Just three weeks ago, a very dangerous, long-lasting heatwave hit the western United States with temperatures soaring as much as 30 degrees Fahrenheit above normal from Arizona through to Washington State. Temperatures approaching 50 deg C (122F) were recorded in the Phoenix area, the city also broke the record for most days with a temperature at or above 115, beating the old record of 7 consecutive days. More than 34 million people were under excessive heat watches and warnings across California and the Southwest.
the highest temperature ever recorded here on Earth may have been beaten yesterday. A temperature of 130F (54.4C) was recorded in Death Valley National Park, California on Sunday. If the temperature is verified by the US National Weather Service it will be the highest temperature ever reliably recorded on Earth.
The hottest temperature reliably recorded on Earth was 129.2F (54C) - also in Death Valley in 2013, however, a higher reading of 134F, or 56.6C a century earlier, also in Death Valley, is disputed. Back in late July 2020, Death Valley recorded a temperature of 128 deg F, (53 deg C).

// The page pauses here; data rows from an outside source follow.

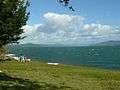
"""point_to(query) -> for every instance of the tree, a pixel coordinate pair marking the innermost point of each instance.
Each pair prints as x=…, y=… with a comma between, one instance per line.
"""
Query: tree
x=13, y=15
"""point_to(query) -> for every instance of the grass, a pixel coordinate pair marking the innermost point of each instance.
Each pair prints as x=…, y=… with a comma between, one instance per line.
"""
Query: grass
x=40, y=76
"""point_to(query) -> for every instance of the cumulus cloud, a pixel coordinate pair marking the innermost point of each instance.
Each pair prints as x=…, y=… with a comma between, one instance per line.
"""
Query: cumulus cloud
x=68, y=29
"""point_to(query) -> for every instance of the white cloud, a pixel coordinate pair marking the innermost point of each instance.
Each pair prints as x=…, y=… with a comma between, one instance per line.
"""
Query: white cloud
x=67, y=29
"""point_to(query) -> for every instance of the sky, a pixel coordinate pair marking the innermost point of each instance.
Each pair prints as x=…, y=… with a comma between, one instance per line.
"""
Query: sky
x=93, y=21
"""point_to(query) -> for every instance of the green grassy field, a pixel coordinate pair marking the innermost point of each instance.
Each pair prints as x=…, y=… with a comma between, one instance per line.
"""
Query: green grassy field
x=40, y=76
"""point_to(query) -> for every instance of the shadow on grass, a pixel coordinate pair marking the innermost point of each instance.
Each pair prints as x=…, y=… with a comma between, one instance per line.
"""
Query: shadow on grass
x=12, y=83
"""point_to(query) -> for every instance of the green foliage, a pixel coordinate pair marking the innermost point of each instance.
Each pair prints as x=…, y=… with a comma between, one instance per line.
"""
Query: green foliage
x=13, y=16
x=2, y=53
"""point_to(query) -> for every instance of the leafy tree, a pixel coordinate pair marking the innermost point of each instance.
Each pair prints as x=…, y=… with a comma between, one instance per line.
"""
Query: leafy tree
x=13, y=15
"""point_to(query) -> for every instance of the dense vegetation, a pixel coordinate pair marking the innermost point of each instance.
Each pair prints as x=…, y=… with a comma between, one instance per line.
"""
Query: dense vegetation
x=13, y=16
x=40, y=76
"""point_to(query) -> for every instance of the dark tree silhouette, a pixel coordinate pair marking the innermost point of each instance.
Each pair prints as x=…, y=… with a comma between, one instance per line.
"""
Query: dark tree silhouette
x=13, y=16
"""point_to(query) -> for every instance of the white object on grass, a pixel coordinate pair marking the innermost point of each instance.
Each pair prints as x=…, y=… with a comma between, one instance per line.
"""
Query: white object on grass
x=53, y=63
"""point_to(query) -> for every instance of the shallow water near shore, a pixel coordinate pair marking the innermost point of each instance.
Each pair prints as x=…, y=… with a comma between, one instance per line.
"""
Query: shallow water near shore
x=94, y=56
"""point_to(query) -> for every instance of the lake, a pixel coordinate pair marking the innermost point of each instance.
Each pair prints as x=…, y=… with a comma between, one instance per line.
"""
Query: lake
x=94, y=56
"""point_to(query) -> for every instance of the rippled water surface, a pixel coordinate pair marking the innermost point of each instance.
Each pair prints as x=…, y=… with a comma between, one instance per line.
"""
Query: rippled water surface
x=98, y=56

The World Meteorological Organization (WMO) has officially evaluated temperature record extremes of 54.0 °C at two locations, one in Mitribah, Kuwait, on 21 July 2016 and a second in Turbat, Pakistan, on 28 May 2017. In its most intensive evaluation ever undertaken, the WMO Archive of Weather and Climate Extremes has verified the Mitribah observation as 129 deg F, 53.9 °C (± 0.1 °C margin of uncertainty) and the Turbat one as 128.6 deg F, 53.7 °C (± 0.4 °C). The Mitribah, Kuwait temperature is now accepted by the WMO as the highest temperature ever recorded for the continental region of Asia and the two observations are the third (tied within uncertainty limits) and fourth-highest WMO-recognized temperature extremes. Significantly, they are the highest, officially-recognized temperatures to have been recorded in the last 76 years. If verified, Sundays 130F (54.4C) will blow all the old records away but wait...Temperatures there are expected to rise in the coming days!